There are two problems with implementing price controls on a widespread basis. The first was illustrated by Don's recent post, "Government Meddling Creates Marketplace Distortions, Increasing Long-Term Costs." The second is that price controls remove incentive. These two usually go hand-in-hand as was illustrated by the recent shortage of flu vaccine. According to Dr. Gilbert Ross, Medical/Executive Director of the American Council on Science and Health
when the government gets involved in pharmaceutical pricing, consumers should expect disastrous consequences. Recent shortages in children's vaccines can be traced directly to the government's power, as sole purchaser, to dictate below-market prices. This "negative subsidy" has a chilling effect on manufacturers' incentive to produce and market vaccines, which explains why so few continue to make these vaccines. (Unfounded but attention-getting lawsuits against vaccine makers have similar effects.)
According to a May 2001 Wired Magazine article, Dr. J. Leighton Read, former CEO and founder of Aviron and Edward Penhoet, (who was recently named as Vice-Chairman of California's Stem Cell Research Board by California Governor Arnold Schwarzenegger), agreed that
drug companies will be less willing to take the substantial risks involved in developing drugs for diseases such as AIDS that are rampant in the Third World, if they are eventually required to give their product away for free.

It costs about $500 million to bring a drug to market -- about the same amount it takes to build a power plant.

Read, who also founded Affymax, suggested that consumers rethink "anything assumed to be an entitlement."

"We need to feel some of the pain," he said.
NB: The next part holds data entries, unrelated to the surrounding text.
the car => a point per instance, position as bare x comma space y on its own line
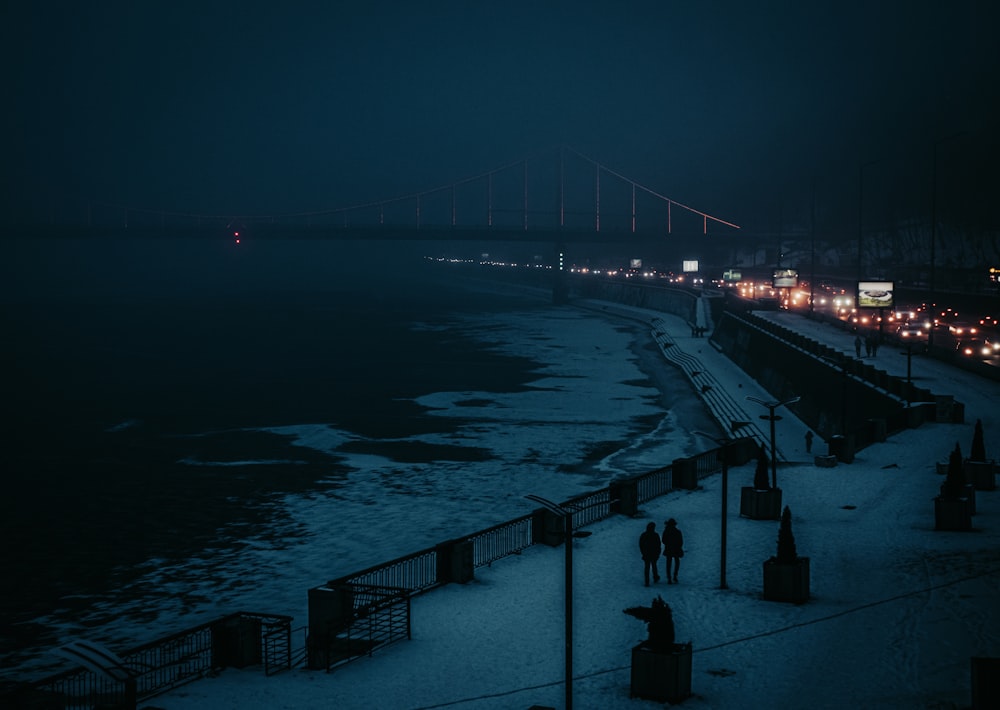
963, 329
912, 330
978, 347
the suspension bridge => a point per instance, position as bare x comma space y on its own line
560, 196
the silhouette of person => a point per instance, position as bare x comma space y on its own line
649, 548
673, 548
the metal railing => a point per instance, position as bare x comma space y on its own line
501, 540
380, 616
239, 639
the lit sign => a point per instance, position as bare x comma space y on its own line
875, 294
786, 278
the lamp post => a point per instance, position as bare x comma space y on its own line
568, 534
932, 297
723, 443
909, 371
861, 199
772, 417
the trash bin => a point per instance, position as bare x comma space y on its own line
842, 447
Even though I applaud Read for his candor, I don't believe the general public will be amenable to this line of thought. Within the same article, Dr. Alan Garber, a professor of medicine and director of the Center for Health Policy at Stanford University, stated, "I think we have been too timid about looking at models other than controlled pricing." He believe that one possible solution "would be fixed prices for insurance companies to purchase an unlimited amount of drugs." Finally, while I previously linked to his piece, Robert Goldberg's observation bears repeating (in shortened form)
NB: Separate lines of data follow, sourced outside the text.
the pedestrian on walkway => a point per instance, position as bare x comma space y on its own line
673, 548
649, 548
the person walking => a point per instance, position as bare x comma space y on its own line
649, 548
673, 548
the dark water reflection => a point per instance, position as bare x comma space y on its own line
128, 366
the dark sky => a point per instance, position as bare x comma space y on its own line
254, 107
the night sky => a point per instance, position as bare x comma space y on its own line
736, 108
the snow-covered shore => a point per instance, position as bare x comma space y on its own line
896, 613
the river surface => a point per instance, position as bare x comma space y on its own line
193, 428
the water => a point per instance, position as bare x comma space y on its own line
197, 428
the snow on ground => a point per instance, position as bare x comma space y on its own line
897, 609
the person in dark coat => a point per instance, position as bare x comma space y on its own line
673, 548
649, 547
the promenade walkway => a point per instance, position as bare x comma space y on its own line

there is only a limited amount of drugs that can be supplied at price-controlled levels worldwide. . . Europeans and Canadians are able to get quality drugs at lower prices only because Americans pay free-market prices that fuel research and development. . . the high level of pharmaceutical R&D ultimately depends on revenues: Cut drug-company revenues, and you necessarily cut R&D. . . applying relatively moderate price limits just to purchases under the new Medicare drug benefit . . . would reduce new drug investment by over $300 billion over the next two decades. This drop would consequently deprive many millions of ailing people of potential cures. . . Gvernment price controls are already shortchanging Europeans and Canadians. They have led to a decline in investment, with venture capitalists investing 15 times more in biotech companies in America than they do in the same number of European firms. Health systems and consumers must also spend more to treat chronic illness there because they don’t get new medicines as quickly or as widely as we do. German and British patients, for example, are less likely to receive new cancer drugs than Americans. . . If we import price-controlled drugs, we will import these shortage-created side effects too.
If drug importation is only a stop--gap and price controls and greater government intervention haven't worked elsewhere, what will work in the United States?